I think it looks terrific! You really put alot of work into them!


----------



## spydermonkey (Oct 11, 2010)

looks great. i made about 24 ft. of fencing to go around my graveyard but i bought pvc finials for about 25 cents a piece from king architectural metals. they have some cool ones also, they need a bit of alteration to fit pvc pipe.


----------



## avonlady94 (Feb 25, 2013)

We've been talking about making up a fence for years. After seeing this, this might be year! Thanks so much for posting it!


----------



## JoelHaunt (Feb 16, 2013)

That looks Awesome great idea


----------



## CreepyCreations (Oct 16, 2011)

I may just make some of these for our fence. Seems to produce an excellent look and the price can't be beat!


----------



## HallowSusieBoo (Aug 11, 2009)

*gee - it may be time to retire the store-bought fence panels to the backyard trail and make a new fence from scratch for the front yard.... VERY cool finial technique! Thanks for the inspiration! *


----------



## discozombie (Sep 12, 2011)

Im testing the durability / longevity of the foam finials by placing them out in my yard for the spring. I figure the extreme weather swings we get here in the midwest should cover all the ranges of temperate and moisture.

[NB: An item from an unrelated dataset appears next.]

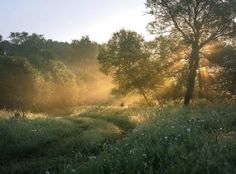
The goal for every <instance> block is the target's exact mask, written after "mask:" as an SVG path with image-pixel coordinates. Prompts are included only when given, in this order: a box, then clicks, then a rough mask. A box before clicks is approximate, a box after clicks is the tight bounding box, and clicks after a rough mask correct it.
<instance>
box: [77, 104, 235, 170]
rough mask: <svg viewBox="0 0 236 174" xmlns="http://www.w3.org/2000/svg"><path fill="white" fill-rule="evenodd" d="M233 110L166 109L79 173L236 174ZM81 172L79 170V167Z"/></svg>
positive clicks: (234, 110)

I placed this one about 3 weeks ago on the side of my house, exposed to sun, rain & frost. So far its holding up well, I see no obvious wares to the foam.


----------



## Flying Conch (Sep 30, 2013)

Discosombie,
Thanks for the idea of using foam to create the finials. My son and I finished are fence over the weekend and they look great.
Thanks again,
Flying Conch


----------



## discozombie (Sep 12, 2011)

looks great if you get a chance post a close up of one Id like to see your rusting job!


----------